Travel News Asia Thursday, 23 August 2007

Russia and the Commonwealth of Independent States (CIS) will require 1,060 new airplanes worth about $70 billion over the next 20 years, according to Boeing's updated annual forecast for the commercial airplane market.

This year marks the first year that Boeing has published its forecast for the Russia/CIS region as part of the Current Market Outlook.

According to the report, airplanes in the Boeing 737 size range will account for 44% of all commercial jetliners delivered to Russian and CIS airlines during the next 20 years, amounting to 470 units valued at $30 billion.

11%, or 110 units at a value of $20 billion, will be twin-aisle airplanes like the Boeing 777 and 787.

43% will be smaller regional jets while airplanes of the Boeing 747 size or larger will comprise 2% of the market according to Boeing.

"We will witness significant growth in the demand for air travel as the economies of Russia and the CIS continue to expand," said Craig Jones, vice president of Sales for Russia/CIS, Boeing Commercial Airplanes.

"Both domestic and international air traffic has increased in Russia and the CIS by 36% over the last 10 years. Most indicators point toward continued economic growth for the region."

"We've already seen airlines like Aeroflot and S7 Airlines in Russia, AeroSvit in the Ukraine, Azerbaijan Airlines and Uzbekistan Airways order new single-aisle and twin-aisle airplanes this year. We can expect continued steady demand for new airplanes as airlines look to modernize and grow their fleets," Jones added.
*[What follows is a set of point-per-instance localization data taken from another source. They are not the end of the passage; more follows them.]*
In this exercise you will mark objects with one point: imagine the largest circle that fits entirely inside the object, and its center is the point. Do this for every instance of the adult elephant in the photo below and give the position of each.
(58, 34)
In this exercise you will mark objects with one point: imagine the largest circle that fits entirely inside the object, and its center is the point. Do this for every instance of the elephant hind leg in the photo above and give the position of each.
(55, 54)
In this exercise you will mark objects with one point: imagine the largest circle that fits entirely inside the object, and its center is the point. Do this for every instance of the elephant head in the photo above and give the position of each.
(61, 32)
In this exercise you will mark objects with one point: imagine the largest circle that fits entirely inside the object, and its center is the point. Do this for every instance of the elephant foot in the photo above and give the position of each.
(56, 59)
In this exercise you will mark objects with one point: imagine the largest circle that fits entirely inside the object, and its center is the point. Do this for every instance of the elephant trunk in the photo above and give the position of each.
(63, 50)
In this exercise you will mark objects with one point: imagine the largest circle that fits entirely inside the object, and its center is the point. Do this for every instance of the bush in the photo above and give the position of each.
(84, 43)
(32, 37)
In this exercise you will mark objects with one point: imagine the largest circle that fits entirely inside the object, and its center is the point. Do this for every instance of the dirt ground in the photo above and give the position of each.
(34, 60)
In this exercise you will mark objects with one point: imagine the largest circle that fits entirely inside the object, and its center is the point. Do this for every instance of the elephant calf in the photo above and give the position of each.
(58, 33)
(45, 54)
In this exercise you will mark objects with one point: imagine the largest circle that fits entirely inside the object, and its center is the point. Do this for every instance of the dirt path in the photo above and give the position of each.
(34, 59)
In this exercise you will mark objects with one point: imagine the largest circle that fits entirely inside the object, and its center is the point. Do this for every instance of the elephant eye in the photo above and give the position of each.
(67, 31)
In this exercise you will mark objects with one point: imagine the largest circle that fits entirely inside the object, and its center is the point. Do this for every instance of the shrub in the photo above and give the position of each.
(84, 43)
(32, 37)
"Liberalization of air traffic regulations, airline consolidation and the reduction or elimination of high tariffs on new airplanes could generate additional demand for new airplanes."

As air traffic increases, newer airplanes such as Boeing's Next-Generation 737, the 787 and the 747-8 Intercontinental as well as Airbus' A380 and A350X will help meet increased demand while also lowering airplane emissions compared to older aircraft.

"Today, aviation represents 2% of global emissions while contributing 8% to the world economy. It's a small percentage, but nonetheless we are committed to continuing to find ways to reduce the environmental impact of our products," Jones said.

Air traffic within Russia and the CIS is expected to grow 6% per year over the next 20 years. Traffic on transatlantic routes between Russia/CIS and North America is projected to increase 4.1% annually.

Worldwide, Boeing estimates the fleet will require 28,600 new jets by 2026 worth about $2.8 trillion.